# RAPIDS cuDF bug. June 7, 2022
This notebook shows a bug in the RAPIDS cuDF transform function. We use the 3GB dataset from here  
https://www.kaggle.com/datasets/raddar/amex-data-integer-dtypes-parquet-format?select=test.parquet

In [13]:
import matplotlib.pyplot as plt

import cudf
cudf.__version__

'22.04.00'

# Index without Consecutive Numbers
By sorting we cause the index to have non-consectutive numbers.

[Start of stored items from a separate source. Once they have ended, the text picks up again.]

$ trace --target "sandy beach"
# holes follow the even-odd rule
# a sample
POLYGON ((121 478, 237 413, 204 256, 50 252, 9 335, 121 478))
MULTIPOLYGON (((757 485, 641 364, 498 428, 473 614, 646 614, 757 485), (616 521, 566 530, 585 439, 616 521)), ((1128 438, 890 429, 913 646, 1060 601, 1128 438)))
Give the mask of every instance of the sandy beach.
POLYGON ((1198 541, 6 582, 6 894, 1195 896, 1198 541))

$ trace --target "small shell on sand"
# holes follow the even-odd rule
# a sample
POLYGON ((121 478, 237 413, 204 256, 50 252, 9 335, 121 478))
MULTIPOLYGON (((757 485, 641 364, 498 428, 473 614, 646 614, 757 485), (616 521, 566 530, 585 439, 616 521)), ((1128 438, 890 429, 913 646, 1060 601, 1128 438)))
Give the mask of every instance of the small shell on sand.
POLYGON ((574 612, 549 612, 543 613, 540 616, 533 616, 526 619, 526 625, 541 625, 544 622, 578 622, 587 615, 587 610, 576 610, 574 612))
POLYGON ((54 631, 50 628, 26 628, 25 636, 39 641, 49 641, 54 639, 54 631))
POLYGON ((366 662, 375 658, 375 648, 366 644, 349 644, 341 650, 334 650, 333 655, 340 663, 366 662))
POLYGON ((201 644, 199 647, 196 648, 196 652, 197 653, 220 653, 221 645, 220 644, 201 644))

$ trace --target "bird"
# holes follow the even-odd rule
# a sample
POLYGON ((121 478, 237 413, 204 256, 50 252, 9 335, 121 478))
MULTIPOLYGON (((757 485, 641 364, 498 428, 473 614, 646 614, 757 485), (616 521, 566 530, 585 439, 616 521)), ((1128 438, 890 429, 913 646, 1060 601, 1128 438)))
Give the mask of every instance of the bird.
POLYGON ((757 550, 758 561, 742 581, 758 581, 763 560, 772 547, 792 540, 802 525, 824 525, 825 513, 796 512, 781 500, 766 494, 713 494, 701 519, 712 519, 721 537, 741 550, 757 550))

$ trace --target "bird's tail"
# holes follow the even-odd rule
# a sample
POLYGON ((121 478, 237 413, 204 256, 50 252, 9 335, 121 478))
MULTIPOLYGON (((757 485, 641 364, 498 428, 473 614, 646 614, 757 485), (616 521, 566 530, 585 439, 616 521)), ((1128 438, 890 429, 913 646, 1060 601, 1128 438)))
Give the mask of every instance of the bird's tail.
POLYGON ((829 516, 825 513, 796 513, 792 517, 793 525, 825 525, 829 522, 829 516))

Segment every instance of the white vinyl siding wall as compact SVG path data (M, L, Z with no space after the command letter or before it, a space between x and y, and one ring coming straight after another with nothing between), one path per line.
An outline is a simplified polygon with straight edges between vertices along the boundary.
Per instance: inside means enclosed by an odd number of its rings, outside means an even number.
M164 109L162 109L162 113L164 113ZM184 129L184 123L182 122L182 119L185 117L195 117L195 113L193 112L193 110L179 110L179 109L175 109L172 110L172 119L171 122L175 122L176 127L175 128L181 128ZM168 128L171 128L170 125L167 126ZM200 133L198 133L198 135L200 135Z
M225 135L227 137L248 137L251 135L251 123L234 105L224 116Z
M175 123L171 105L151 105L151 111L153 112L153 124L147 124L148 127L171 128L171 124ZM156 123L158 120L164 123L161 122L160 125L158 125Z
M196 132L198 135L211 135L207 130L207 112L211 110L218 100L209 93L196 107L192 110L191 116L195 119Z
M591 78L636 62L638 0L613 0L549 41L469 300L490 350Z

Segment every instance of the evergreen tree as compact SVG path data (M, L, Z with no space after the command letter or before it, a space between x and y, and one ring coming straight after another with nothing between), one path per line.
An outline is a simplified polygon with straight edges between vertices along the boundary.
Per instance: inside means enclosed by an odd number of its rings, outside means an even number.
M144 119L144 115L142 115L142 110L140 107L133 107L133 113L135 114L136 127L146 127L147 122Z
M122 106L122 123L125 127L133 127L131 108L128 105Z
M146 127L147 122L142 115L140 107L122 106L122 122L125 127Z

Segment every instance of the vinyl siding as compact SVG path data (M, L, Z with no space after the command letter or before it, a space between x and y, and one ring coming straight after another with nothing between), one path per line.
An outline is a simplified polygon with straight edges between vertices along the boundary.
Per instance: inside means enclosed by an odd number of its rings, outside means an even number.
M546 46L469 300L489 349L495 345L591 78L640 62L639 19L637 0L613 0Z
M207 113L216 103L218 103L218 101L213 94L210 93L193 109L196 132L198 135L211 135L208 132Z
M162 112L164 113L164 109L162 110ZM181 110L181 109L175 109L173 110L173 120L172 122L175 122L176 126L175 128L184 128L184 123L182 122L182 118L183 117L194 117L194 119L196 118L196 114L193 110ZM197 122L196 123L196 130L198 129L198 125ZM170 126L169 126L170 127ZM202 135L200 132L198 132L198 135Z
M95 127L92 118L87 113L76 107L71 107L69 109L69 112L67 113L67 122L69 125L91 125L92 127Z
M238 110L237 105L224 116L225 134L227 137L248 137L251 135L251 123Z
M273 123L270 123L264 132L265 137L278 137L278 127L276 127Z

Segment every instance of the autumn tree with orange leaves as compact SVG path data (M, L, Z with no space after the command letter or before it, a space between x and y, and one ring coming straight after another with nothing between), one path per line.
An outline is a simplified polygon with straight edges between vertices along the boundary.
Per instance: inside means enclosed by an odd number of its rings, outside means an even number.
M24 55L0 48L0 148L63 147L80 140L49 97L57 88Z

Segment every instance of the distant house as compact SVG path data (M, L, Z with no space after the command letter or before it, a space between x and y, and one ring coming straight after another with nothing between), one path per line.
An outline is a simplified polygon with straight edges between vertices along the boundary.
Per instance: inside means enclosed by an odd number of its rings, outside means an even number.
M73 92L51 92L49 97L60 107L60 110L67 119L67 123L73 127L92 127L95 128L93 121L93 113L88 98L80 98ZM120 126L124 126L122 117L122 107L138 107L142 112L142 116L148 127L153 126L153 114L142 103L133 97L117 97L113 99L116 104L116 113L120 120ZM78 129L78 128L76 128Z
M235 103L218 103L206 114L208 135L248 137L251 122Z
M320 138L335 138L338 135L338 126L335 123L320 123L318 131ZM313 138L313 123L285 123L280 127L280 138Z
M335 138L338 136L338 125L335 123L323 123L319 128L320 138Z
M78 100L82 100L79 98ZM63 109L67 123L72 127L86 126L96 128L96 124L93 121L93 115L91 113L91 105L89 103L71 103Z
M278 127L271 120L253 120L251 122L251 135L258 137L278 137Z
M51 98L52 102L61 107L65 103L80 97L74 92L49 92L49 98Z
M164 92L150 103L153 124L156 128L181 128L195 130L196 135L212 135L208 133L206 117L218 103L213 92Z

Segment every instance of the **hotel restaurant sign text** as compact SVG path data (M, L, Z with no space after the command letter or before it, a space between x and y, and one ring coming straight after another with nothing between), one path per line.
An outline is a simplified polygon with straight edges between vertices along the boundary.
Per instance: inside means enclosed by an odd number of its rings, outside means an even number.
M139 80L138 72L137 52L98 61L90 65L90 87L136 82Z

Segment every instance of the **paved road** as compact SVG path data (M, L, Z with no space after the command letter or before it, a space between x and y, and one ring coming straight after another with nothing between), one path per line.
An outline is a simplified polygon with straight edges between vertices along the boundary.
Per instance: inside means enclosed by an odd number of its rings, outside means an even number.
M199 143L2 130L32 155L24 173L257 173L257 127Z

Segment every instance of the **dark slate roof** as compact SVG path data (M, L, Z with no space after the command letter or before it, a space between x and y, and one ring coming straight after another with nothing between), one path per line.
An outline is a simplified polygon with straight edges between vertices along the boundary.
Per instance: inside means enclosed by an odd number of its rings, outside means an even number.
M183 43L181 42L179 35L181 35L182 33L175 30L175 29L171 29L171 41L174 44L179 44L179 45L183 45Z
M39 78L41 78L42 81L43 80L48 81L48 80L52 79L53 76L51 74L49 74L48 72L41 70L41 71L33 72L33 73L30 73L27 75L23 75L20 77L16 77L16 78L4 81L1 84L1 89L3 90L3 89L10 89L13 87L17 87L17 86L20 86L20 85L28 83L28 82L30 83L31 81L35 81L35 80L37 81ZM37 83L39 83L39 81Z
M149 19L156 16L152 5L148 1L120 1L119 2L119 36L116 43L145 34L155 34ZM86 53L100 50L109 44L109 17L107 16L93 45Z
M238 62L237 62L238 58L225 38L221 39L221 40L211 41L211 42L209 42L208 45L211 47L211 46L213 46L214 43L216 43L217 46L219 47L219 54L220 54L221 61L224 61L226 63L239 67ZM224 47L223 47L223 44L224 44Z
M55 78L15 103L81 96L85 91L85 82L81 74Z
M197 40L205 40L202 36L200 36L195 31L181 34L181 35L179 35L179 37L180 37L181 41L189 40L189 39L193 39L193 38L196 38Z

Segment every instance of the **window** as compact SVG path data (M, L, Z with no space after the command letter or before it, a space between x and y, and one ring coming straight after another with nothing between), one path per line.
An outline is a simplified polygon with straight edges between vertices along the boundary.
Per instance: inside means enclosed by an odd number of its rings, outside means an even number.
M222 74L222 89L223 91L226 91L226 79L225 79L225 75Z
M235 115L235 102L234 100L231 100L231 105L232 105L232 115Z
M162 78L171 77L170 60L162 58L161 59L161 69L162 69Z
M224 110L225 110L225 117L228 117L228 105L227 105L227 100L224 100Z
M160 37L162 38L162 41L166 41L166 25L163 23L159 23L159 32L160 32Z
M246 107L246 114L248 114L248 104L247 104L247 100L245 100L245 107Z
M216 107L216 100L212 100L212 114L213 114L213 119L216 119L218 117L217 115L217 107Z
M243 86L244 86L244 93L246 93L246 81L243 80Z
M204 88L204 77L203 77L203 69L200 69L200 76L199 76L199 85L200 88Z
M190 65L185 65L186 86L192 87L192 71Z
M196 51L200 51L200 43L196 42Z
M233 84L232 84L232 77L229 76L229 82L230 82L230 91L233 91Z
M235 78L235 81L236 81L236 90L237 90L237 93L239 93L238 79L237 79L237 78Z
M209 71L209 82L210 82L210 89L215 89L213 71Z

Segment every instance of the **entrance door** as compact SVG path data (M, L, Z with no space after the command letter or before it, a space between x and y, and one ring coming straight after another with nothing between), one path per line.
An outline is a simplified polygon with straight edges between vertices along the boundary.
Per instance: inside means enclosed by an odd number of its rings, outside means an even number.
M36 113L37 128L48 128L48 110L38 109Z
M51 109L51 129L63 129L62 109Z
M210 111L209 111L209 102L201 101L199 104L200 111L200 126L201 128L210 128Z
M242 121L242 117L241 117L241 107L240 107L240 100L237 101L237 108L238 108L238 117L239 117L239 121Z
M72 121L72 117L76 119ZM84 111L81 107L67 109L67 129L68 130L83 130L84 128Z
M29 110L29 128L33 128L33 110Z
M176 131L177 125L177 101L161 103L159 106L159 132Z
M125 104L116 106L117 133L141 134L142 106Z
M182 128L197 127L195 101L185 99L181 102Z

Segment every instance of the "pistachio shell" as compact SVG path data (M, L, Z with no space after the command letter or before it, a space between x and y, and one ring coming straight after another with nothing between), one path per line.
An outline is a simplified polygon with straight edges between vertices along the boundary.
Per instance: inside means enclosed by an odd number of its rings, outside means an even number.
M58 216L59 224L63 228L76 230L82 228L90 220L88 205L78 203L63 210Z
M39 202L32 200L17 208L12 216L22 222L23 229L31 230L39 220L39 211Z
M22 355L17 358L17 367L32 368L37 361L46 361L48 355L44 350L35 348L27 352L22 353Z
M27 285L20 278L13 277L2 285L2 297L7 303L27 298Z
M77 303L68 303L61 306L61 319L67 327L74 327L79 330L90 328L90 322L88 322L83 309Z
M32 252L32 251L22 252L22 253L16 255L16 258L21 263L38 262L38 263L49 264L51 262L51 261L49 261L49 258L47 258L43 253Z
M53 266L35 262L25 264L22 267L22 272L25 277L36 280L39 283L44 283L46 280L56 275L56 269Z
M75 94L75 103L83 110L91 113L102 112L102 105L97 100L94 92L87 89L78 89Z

This causes RAPIDS cuDF transform to return incorrect results

In [34]:
PATH = '../../May-2022/may-32-22-AMEX/'
df = cudf.read_parquet(PATH+'test.parquet')
df['customer_ID'] = df['customer_ID'].str[-16:].str.hex_to_int().astype('int64')
df = df.sort_values('customer_ID')

In [35]:
df['P_2_max'] = df.groupby('customer_ID').P_2.transform('max')
tmp = df.groupby('customer_ID').P_2_max.agg('std')
tmp.max()

0.6389674118471806

In [41]:
i = tmp.loc[tmp>0.5].index[0]
df.loc[df.customer_ID==i,['customer_ID','P_2_max']]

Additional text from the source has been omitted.